At the end of the second meeting, the group reflected on their group work and collaboration (see Fig. 5). The students valued individual work for its purpose for the group work: getting the group to work, for the group to be able to come up with a solution, and for everyone to be able to contribute to the group. Anna stated, “I mean, to a certain extent you need to work alone to actually have something to say to the group.” She also mentioned the risk that without individual work before group work, the group could be steered too easily by single persons. David valued individual work because there are no distractions. However, both Anna and Jakob mentioned that they feel little enjoyment (if at all) during the individual work, “the solitary path” (Jakob), and insecurity (Anna: “you’re not sure about anything, you want confirmation”). The students related group work to enjoyment and to a feeling of safety: Either they got confirmation that their solutions from single work were correct or, if they made a mistake, they got corrected, which made them feel safe. Especially Anna emphasized the feeling of safety. They also valued everyone’s contribution to the group. Yet, the students did not value group work only because of safety reasons: They also mentioned the benefit of having all the group members’ ideas, which indicated the valence of content collaboration.

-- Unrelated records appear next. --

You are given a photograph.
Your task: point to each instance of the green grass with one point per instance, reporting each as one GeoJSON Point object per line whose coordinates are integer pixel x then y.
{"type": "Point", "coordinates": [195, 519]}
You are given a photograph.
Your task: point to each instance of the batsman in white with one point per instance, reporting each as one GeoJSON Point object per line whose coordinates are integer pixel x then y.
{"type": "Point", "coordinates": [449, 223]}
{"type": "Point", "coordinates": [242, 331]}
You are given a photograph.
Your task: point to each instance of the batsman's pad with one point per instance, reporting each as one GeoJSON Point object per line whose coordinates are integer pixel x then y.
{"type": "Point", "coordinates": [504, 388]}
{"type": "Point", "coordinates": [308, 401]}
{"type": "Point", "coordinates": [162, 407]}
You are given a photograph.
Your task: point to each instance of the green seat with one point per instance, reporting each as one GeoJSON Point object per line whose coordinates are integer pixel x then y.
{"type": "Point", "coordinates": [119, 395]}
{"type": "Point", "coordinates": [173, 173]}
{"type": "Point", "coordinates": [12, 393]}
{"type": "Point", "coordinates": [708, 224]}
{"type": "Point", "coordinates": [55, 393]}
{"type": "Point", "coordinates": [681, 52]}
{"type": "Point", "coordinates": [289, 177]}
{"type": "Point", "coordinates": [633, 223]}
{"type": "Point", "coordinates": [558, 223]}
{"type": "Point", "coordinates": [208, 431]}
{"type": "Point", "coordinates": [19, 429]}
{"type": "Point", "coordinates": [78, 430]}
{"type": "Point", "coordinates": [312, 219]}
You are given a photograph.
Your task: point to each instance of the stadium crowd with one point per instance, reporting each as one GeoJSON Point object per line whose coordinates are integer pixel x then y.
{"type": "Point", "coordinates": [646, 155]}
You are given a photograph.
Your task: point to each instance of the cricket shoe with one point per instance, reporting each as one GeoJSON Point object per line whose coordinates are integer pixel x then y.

At the beginning of the third meeting, when the students recalled what they were working on in the second meeting, Anna said: “The dominos! (chuckling) (everyone chuckling, laughing) I was just explaining that to my friend. This felt so professional! (throwing her hair back with one hand) (everyone laughing).” Her utterance and chuckling indicate joy and pride, and that the collaborative work influenced her self-efficacy in a positive way. The group appeared to realize their collective efficacy, which “is developed when a group works” (Pantziara, 2016, p. 7).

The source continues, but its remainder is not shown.